Three-parent IVF is welcome news for couples who may have struggled to conceive. Nonetheless, at present, the law that governs contact and residence proceedings is over 20 years old and stems from a very different scientific and social background to what we have today.  Judges have therefore had to be creative when dealing with cases involving circumstances that were unimaginable at the time the law was introduced.

Cases involving modern conception are often extremely sensitive and raise a variety of emotive issues for all involved. Trying to strike the appropriate balance between the various competing interests of the individuals, including the child, can be exceptionally difficult and is an interesting developing area of the law.

Despite the courts recognising different parenting roles – for example legal, biological and psychological – a person can be a combination of any three or all of these roles.  The inevitable tension then arises when deciding which of these should take priority.

The court must recognise the benefits to a child receiving the necessary elements of parenting, such as the need to know and understand their biological roots whilst having the stability of continuation of parenting – disagreements and tension then inevitably arise when multiple people are concerned.

Although we are told the procedure will only be considered as a minor alteration to ‘traditional’ IVF treatment, the children conceived through this method may suffer identity loss and become confused by their situation within an entirely new form of family group.

The procedure in question would involve taking the healthy DNA from a mother’s egg and transferring it into the egg of another
woman who would be the donor.
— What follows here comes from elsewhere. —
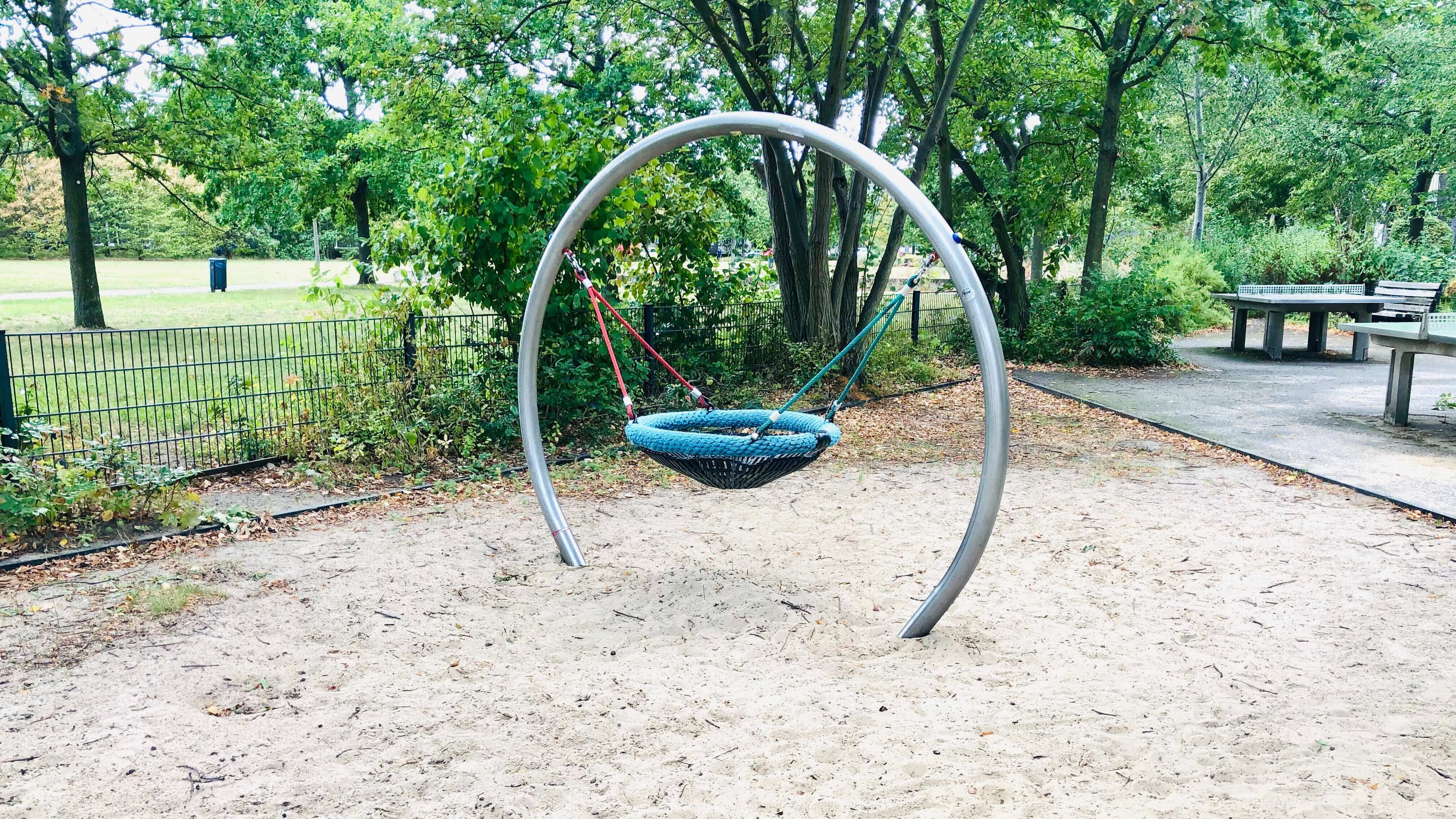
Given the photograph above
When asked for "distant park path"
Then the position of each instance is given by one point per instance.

This can be done either before or
after fertilisation by the male’s sperm.

The process will involve the genes from three different people, and it is this that is proving to be the most controversial.

As and when three-parent IVF is introduced in the UK and becomes commonplace, the relevant family laws will have to be pored over and updated to confirm who will be classified as the biological and the legal parents of the child. Consideration will then have to be given to the weight these roles are given in the child’s day-to-day upbringing.

Conceptions arising from modern scientific techniques are res-ponsible for a significant number of contested cases each year. How-ever, to date all decisions are first instant with no court of appeal
decision. Lawyers, child and adolescent psychiatrists are working hard to understand what is the child’s best interests in this brave new world.

Embryology and human fertilisation will always divide opinions. The role of the law makers and the courts is to keep up with science  and society and protect those who wish to take benefit from such advances and, most importantly, those who are born into these new family units.